Not a diagram. A 24-episode acceptance run.

Harborlight Field Service is fully synthetic. Its public clean-room fixture validates the exact schema, compiles the pack, and computes a disjoint held-out replay. Studio's acceptance suite extends the same evidence through services, Postgres, promotion, and rollback.

Verified golden demo

Replay has support, evidence stays disjoint, and rollback is real.

Episodes
4 training + 20 held out; every episode is authorized, executed, observed, rewarded, and closed.
Coverage
50% challenger and 70% baseline action coverage over the holdout.
Evidence
Estimated improvement 0.55; paired 95% lower bound 0.393.
Control
Four human roles, deploy 1.1.0, then restore the exact 1.0.0 parent.
# Create and run a local decision project
npx create-t2k@latest my-decision-loop
cd my-decision-loop
npm start

# Verify the same scaffold from source
git clone https://github.com/sigaihealth/t2k-core.git
cd t2k-core
npm ci
npm run example:scaffold
Inspect the public fixture

Choose the weakest sufficient learner

Do not call every feedback loop RL.

The learning mode should match the decision topology, reversibility, evidence volume, and risk. Most SMB teams should begin with supervised feedback.

Supervised feedback

Start here for consequential SMB decisions.

Humans review outcomes and propose policy improvements.

Contextual bandit

Repeated, bounded, reversible one-step choices.

Log action propensity and evaluate challengers offline first.

Sequential RL

Only when actions change future states and delayed reward is measurable.

Requires terminal conditions, strict authority, and an exploration budget.

Optimization

Scheduling, allocation, routing, and constrained planning.

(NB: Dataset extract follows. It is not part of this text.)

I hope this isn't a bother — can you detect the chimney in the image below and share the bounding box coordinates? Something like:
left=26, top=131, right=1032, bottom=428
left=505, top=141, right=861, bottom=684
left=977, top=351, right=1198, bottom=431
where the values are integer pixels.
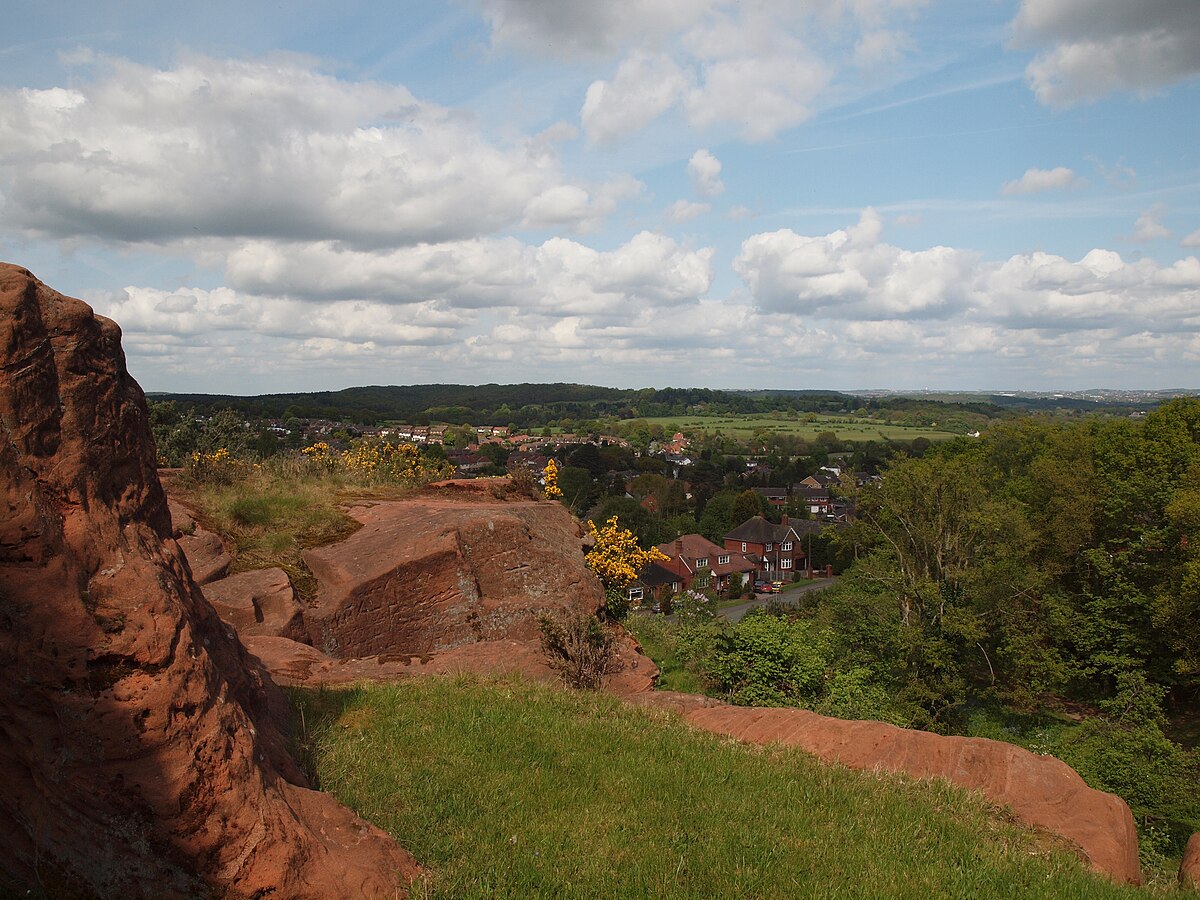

The solver can change while objectives and constraints remain governed.

01

Replay is computed.

Historical verdicts, metrics, and safety results come from the reference evaluator, not the caller.

02

Coverage is a gate.

A candidate cannot pass when the logged behavior does not support the actions it selects.

03

Low N stays visible.

A configured technical pass below 20 episodes remains directional evidence, not statistical generalization.

04

Duties stay separate.

The candidate proposer, evaluator, and promoter must be different signed-in humans.

Production rule

No consequential online exploration by default.

Online exploration is accepted only when authority is explicit, actions are reversible, maximum exploration probability is bounded, guardrails are measurable, and rollback is operational.